The Baltimore Fire Department is reeling as the city has experienced the most fire deaths in a decade, Chief Niles R. Ford said Wednesday.
Twenty-eight people have died in fires with more than a week left to go in the year — more than half of them in just four incidents, according to the Fire Department.
While the number of victims has increased, the number of fatal fires, 17, is roughly in line with the department’s 10-year average of about 16.8 fatal fires per year, according to a Baltimore Sun review of state fire marshal data.
“You can feel a different mood when you go out there and talk to them,” the chief said, referring to his firefighters. “They were hoping we’d make it past this season and not have any [fatalities], but they know how the cold season is. Heating is a challenge.”
Baltimore has experienced more fatal fires in 2017 than at any point in the past five years, and is nearing the end of one of the worst years on record for fire deaths.
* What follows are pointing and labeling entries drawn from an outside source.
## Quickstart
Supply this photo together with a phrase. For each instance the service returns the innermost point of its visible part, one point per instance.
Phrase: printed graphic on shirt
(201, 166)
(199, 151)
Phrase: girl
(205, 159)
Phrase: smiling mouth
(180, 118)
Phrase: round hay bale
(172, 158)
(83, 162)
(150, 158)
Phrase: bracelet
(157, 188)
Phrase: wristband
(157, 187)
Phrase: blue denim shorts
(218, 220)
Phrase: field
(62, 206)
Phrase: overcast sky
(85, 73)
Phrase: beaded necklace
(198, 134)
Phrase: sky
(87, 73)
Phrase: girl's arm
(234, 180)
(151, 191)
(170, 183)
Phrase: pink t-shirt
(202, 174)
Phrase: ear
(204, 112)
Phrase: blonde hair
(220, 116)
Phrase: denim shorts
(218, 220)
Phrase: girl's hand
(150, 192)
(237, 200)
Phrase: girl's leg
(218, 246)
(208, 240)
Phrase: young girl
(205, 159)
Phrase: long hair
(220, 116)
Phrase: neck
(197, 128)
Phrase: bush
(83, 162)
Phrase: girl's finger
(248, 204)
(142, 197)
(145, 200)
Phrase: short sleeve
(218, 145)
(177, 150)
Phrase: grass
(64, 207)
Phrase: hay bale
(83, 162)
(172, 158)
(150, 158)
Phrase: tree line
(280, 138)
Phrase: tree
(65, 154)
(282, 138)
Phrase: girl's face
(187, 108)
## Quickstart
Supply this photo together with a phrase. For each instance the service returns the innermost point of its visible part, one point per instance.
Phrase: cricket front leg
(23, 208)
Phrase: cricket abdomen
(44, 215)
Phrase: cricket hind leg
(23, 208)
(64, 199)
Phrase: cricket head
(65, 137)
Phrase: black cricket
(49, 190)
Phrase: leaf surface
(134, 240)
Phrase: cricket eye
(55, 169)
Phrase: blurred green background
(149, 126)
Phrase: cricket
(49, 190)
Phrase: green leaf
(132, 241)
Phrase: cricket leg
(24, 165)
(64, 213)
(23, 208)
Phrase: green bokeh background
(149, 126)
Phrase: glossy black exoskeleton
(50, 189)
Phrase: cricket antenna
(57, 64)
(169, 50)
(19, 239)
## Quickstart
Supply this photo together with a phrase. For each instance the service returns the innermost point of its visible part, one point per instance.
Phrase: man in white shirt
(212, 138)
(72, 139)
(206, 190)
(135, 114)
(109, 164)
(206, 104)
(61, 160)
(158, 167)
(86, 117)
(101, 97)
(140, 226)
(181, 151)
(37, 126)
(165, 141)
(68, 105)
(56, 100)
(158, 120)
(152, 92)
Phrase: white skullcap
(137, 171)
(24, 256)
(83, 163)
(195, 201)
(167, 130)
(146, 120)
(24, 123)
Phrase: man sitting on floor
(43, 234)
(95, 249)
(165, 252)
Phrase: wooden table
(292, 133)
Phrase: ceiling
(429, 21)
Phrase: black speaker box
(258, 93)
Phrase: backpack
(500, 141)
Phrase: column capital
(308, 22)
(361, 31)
Here's where they all occurred.
Speaking at Mayor Catherine E. Pugh’s weekly news conference at City Hall Wednesday, Ford encouraged residents to call 311 for free installation of 10-year, lithium-battery smoke detectors; to keep any live Christmas trees in their homes well-watered; and to keep any space heaters away from flammable items and plugged directly into wall outlets instead of extension cords.
“Unfortunately, this is our busy season, and we’re trying to encourage people to be safe and be careful,” Ford said.